A esperança de um dia melhor

Parece que o tempo parou, e as estatuetas salgaram em solidez, o mar se petrificou junto a fotografia de cada tez, o cálcio protege a dor e o olhar longínquo esconde o presente, um presente embrulhado no papel tristeza. O céu anuncia seu eco, mas a surdez é contínua, talvez tenha ficado indiferente e a retidão se procrastina. Os pés foram colados ao chão, e o caminhar para a verdade parece sonho, o engano estendeu sua mão, e seu plano é que a alma não mude de plano. O passado era melhor que hoje e o amanhã, será que chegará? E se chegar, como será? A expectativa é um pássaro desenhado em papel, que migrou para bem longe do coração, voou para fora do céu, não se sabe para qual foi sua direção.

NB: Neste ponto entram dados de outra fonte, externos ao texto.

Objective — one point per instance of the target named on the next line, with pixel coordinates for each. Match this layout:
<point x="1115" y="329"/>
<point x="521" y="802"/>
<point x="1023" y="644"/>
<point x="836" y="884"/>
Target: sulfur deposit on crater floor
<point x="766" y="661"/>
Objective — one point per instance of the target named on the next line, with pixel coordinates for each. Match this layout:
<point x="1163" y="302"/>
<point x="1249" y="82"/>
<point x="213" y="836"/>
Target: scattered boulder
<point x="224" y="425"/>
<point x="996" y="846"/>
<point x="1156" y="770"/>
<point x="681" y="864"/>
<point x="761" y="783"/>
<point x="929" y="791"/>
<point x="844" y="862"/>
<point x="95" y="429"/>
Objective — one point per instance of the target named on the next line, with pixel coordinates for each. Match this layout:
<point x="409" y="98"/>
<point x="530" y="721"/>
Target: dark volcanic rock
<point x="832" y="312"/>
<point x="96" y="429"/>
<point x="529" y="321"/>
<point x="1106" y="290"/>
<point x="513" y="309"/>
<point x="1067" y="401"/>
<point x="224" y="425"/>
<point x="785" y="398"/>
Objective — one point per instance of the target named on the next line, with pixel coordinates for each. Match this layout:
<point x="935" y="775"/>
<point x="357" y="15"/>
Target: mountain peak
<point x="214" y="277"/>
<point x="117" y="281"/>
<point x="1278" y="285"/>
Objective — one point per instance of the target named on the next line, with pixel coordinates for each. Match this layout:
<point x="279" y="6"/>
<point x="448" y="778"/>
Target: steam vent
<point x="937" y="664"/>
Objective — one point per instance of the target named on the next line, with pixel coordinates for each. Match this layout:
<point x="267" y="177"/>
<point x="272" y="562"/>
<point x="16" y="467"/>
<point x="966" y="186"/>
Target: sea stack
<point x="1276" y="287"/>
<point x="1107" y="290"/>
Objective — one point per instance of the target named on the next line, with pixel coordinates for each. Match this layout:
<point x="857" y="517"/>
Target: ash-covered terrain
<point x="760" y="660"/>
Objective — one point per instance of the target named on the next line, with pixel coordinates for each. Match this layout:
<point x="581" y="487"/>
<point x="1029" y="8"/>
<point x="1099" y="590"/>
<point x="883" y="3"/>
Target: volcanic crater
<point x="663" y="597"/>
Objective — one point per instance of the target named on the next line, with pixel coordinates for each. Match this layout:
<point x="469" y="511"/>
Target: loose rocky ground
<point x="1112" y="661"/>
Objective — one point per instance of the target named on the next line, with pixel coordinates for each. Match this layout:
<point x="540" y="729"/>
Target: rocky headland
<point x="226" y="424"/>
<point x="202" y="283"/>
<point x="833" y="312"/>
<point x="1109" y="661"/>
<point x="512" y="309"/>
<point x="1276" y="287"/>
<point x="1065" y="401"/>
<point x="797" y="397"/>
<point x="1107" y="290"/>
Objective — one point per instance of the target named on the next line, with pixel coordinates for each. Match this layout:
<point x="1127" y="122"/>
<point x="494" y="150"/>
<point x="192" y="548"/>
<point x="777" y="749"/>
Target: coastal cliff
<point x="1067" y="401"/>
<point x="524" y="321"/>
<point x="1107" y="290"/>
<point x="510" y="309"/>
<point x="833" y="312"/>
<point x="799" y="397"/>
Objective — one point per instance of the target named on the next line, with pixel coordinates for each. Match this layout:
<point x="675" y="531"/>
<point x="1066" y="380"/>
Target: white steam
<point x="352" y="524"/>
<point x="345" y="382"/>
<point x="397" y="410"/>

Uma cena globalista, um planeta água que não se lava, em corda marabalista julgam que o equilíbrio basta. Não há quem não queira sentir firmeza em seus pés, porque a palavra que firma a alma em rocha é lâmpada para os pés. O valor da espada que crava na tentativa de penetrar o senso, somente o amor é quem cava até que transborde o entendimento. Então sua água emerge em poço cavado e traz alegria aos sedentos. A esperança em cor verdejante que almeja os campos floridos, quiçá o dia se torne radiante e faça dos povos enriquecidos, não da prata ou do ouro, mas de tudo o que traz vida a alma, porque nestes campos se esconde um grande tesouro o qual sua alma salva.